More specifically, the compounds of the invention (without conditional) are useful in treating inflammasome-related diseases/disorders, immune diseases, inflammatory diseases, autoimmune diseases, or autoinflammatory diseases, such as autoinflammatory fever syndromes (e.g., cryopyrin periodic syndrome), sickle cell disease, systemic lupus erythematosus (SLE), liver-related diseases/disorders (e.g., chronic liver disease, viral hepatitis, nonalcoholic steatohepatitis (NASH), alcoholic fatty and alcoholic liver disease), inflammatory arthritis-related disorders (e.g. gout, pseudogout (chondrocalcinosis), osteoarthritis, rheumatoid arthritis, arthritis, e.g. acute, chronic), kidney-related diseases (e.g., hyperoxaluria, lupus nephritis, type I/II diabetes and related complications (e.g., nephropathy, retinopathy), hypertensive nephropathy, hemodialysis-associated inflammation), neuroinflammatory-related diseases (e.g., , multiple sclerosis, brain infections, acute injuries, neurodegenerative diseases, Alzheimer's disease), cardiovascular/metabolic diseases/disorders (e.g. cardiovascular autonomic neuropathy (CvRR), hypertension, atherosclerosis , type I and type II diabetes and related complications, peripheral arterial disease (PAD), acute heart failure), inflammatory skin diseases (e.g. hidradenitis suppurativa, acne), wound healing and scar formation, asthma, sarcoidosis, Useful in the treatment of indications selected from age-related macular degeneration and cancer-related diseases/disorders (e.g. colon cancer, lung cancer, myeloproliferative neoplasia, leukemia, myelodysplastic syndrome (MOS), myelofibrosis) obtain. In particular, autoinflammatory fever syndrome (e.g. CAPS), sickle cell disease, type I/II diabetes and related complications (e.g. nephropathy, retinopathy), hyperoxaluria, gout, pseudogout ( chondrocalcinosis), chronic liver disease, NASH, neuroinflammatory-related disorders (e.g., multiple sclerosis, brain infections, acute injuries, neurodegenerative diseases, Alzheimer's disease), atherosclerosis as well as cardiovascular risk ( cardiovascular autonomic neuropathy (CvRR), hypertension), hidradenitis suppurativa, wound healing and scarring, and cancers (e.g. colon cancer, lung cancer, myeloproliferative neoplasia, leukemia, myelodysplastic syndrome (MOS) ), myelofibrosis).
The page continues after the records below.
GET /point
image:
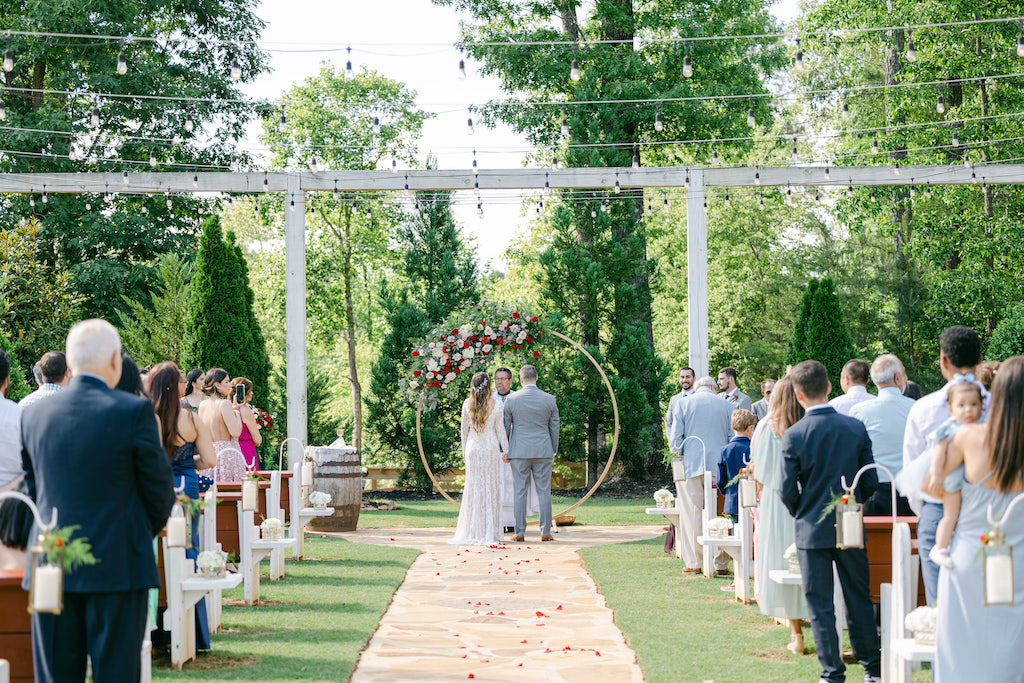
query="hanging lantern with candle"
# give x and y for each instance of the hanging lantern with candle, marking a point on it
(250, 492)
(53, 554)
(998, 568)
(849, 522)
(748, 487)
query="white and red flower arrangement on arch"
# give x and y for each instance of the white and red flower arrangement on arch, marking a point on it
(459, 348)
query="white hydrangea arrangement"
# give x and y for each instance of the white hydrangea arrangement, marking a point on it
(923, 622)
(320, 499)
(720, 526)
(211, 561)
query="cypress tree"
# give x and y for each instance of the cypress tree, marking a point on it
(220, 316)
(828, 341)
(798, 345)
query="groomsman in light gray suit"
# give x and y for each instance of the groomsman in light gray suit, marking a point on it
(531, 423)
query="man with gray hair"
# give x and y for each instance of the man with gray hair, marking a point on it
(94, 455)
(885, 419)
(708, 418)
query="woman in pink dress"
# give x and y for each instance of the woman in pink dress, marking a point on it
(250, 437)
(225, 427)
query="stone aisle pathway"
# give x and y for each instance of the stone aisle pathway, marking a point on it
(514, 612)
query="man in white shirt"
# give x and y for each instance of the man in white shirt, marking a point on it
(760, 409)
(960, 352)
(727, 379)
(885, 419)
(53, 368)
(686, 378)
(853, 379)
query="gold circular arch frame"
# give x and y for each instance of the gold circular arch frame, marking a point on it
(611, 455)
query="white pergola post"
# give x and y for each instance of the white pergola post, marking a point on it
(696, 272)
(295, 314)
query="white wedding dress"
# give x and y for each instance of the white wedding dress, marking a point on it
(480, 510)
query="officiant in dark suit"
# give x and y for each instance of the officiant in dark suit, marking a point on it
(817, 452)
(94, 454)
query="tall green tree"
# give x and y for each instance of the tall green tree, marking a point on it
(56, 82)
(347, 124)
(439, 278)
(157, 332)
(220, 313)
(597, 272)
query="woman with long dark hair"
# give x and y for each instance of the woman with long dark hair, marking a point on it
(225, 426)
(976, 642)
(482, 433)
(187, 442)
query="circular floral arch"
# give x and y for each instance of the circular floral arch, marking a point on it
(468, 342)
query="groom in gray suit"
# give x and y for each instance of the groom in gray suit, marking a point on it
(531, 423)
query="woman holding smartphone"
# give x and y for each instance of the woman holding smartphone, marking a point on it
(225, 426)
(250, 437)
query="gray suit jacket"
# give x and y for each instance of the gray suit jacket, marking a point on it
(531, 423)
(706, 416)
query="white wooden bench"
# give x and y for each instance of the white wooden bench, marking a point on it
(184, 589)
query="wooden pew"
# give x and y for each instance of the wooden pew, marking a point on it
(878, 543)
(15, 627)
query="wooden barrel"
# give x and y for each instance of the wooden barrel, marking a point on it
(339, 474)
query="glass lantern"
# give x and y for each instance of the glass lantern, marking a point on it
(998, 569)
(748, 493)
(45, 583)
(849, 524)
(177, 528)
(250, 494)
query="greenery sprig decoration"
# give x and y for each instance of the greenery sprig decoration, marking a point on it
(59, 549)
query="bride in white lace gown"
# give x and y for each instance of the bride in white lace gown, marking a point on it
(483, 439)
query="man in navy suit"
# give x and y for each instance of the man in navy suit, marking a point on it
(817, 452)
(94, 454)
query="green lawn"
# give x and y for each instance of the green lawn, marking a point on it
(596, 511)
(310, 626)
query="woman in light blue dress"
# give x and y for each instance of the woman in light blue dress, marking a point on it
(775, 526)
(975, 642)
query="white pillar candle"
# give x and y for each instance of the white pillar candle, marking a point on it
(998, 580)
(853, 530)
(46, 588)
(176, 531)
(748, 494)
(249, 488)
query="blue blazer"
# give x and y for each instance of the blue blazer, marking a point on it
(94, 454)
(817, 452)
(734, 455)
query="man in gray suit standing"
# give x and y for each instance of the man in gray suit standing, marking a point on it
(531, 423)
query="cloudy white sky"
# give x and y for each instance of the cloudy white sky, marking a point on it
(410, 41)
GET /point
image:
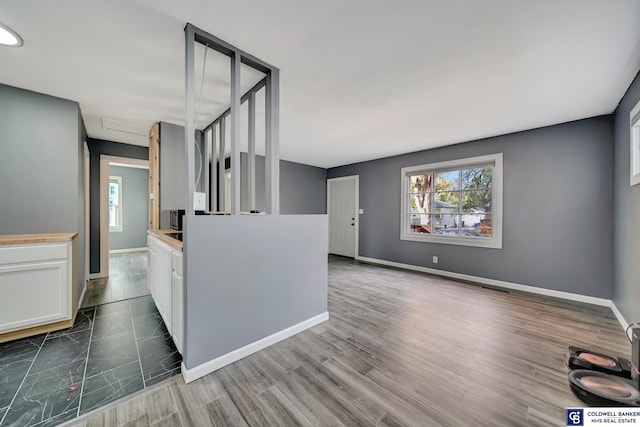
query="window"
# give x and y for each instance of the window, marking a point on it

In particular, the compounds of the invention (but not conditionally) are useful for autoinflammatory fever syndrome (e.g. CAPS), sickle cell disease, type I/II diabetes and related complications (e.g. nephropathy, retinopathy). ), hyperoxaluria, gout, pseudogout (chondrocalcinosis), chronic liver disease, NASH, neuroinflammation-related disorders (e.g., multiple sclerosis, brain infections, acute injuries, neurodegenerative diseases, Alzheimer's disease ), atherosclerosis and cardiovascular risk (e.g., cardiovascular autonomic neuropathy (CvRR), hypertension), hidradenitis suppurativa, wound healing and scarring, and cancer (e.g., colon cancer, lung cancer, It may be useful in the treatment of diseases or disorders selected from myeloproliferative neoplasms, leukemia, myelodysplastic syndrome (MOS), myelofibrosis). Thus, as a further aspect, the present invention provides a compound of the invention (without qualifier) in therapy (thus including compounds defined by any of the embodiments/forms/examples herein). provide use. In further embodiments, the therapy is selected from diseases treatable by inhibition of the NLRP3 inflammasome. In another embodiment, the disease is as defined in any of the lists herein. Thus, any of the embodiments/embodiments/examples described herein for use in the treatment of any of the diseases or disorders described herein (e.g., as described in the preceding list). Any one of the compounds (including any) of the invention (without the proviso) is provided.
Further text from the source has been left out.